Fact: The suggestion that most or all anti-war protesters are pawns of Iran is not accurate, but US intelligence has indicated that Iranian government actors have tried to pay some protesters.
Last month, the Director of National Intelligence Avril Haines said that Iran is attempting to covertly stoke protests in the US related to the war in Gaza, posing as activists online and, in some cases, providing financial support to protesters. But Haines also said she wanted “to be clear that I know Americans who participate in protests are, in good faith, expressing their views on the conflict in Gaza,” adding that the intelligence “does not indicate otherwise.”
What he said:
“For all we know, Iran is funding the anti-Israel protests that are going on right now, outside this building. Not that many, but they're there. And throughout this city. Well, I have a message for these protesters. When the tyrants of Tehran, who hang gays from cranes and murder women for not covering their hair, are praising, promoting, and funding you, you have officially become Iran's useful idiots.”
What he didn’t say:
There is zero evidence, none, nada, for this nonsensical and offensive claim. Were the hundreds of Jewish antiwar protesters who were arrested at the Capitol the day before Netanyahu’s speech all paid by the Iranian government to be there? Are you kidding me? Are the majority of ordinary Americans who tell pollster after pollster that they favor a ceasefire in Gaza, and an end to the fighting, also “Iran’s useful idiots”? This was the dumbest, most dishonest, most desperate claim of Netanyahu’s entire speech to Congress.
Starving Gazans
Claim: Netanyahu said the International Criminal Court’s allegation that Israel is starving people of Gaza is “utter, complete nonsense” and a “fabrication”.

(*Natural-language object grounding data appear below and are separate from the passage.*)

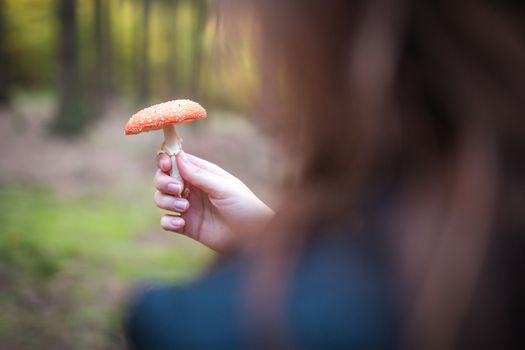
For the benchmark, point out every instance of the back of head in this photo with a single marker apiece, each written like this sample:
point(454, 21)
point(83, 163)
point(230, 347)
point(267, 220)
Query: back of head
point(427, 98)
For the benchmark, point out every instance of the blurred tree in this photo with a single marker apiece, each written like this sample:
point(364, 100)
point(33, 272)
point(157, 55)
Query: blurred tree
point(172, 62)
point(104, 88)
point(72, 116)
point(4, 62)
point(143, 69)
point(200, 17)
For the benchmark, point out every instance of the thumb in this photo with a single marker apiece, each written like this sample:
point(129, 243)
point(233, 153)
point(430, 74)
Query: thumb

Fact: On October 9, Israel declared a “complete siege” on Gaza, with Defense Minister Yoav Gallant saying he would halt the supply of electricity, food, water and fuel to the enclave.
Israel has since eased some of those restrictions, but aid agencies say the food that is getting into the strip is only a fraction of what is needed, leading to widespread hunger. Israel’s military operations in Gaza, they say, also hinder the safe distribution of food. In April, USAID Administrator Samantha Power said it is “credible” to assess that famine is already occurring in parts of Gaza.
Human Rights Watch has accused Israel of using starvation as a weapon of war, noting that high ranking Israeli officials “have made public statements expressing their aim to deprive civilians in Gaza of food, water and fuel” and that the “policy” is “being carried out by Israeli forces.”
Hamas stealing aid
Claim: Netanyahu said that if Palestinians in Gaza aren’t getting enough food, “it’s not because Israel is blocking it, it’s because Hamas is stealing it.”
Fact: There have been some anecdotal reports from Gazans of Hamas stealing aid, although it’s not clear how rampant it is.
Israeli officials have been making the claim that Hamas was stealing aid since October. UN Humanitarian Coordinator Lynn Hastings told CNN then that Hamas wasn’t stealing aid because aid wasn’t coming in.
US Special Envoy David Satterfield in February denied the allegations that Hamas has stolen aid, saying that no Israeli official had presented him or the Biden administration with “specific evidence of diversion or theft of assistance.”
US State Department spokesperson Matthew Miller did however say in May that one shipment coming from Jordan was briefly diverted by the group before it was recovered by the UN. CNN cannot independently confirm the claim.
Aid agencies have said that there have been cases of looting by the public due to Israel’s military operation leading to a breakdown in public order and safety.
Nothing of that stopped congress giving Netanyahu standing ovations during his speech, except one Rashida Tlaib.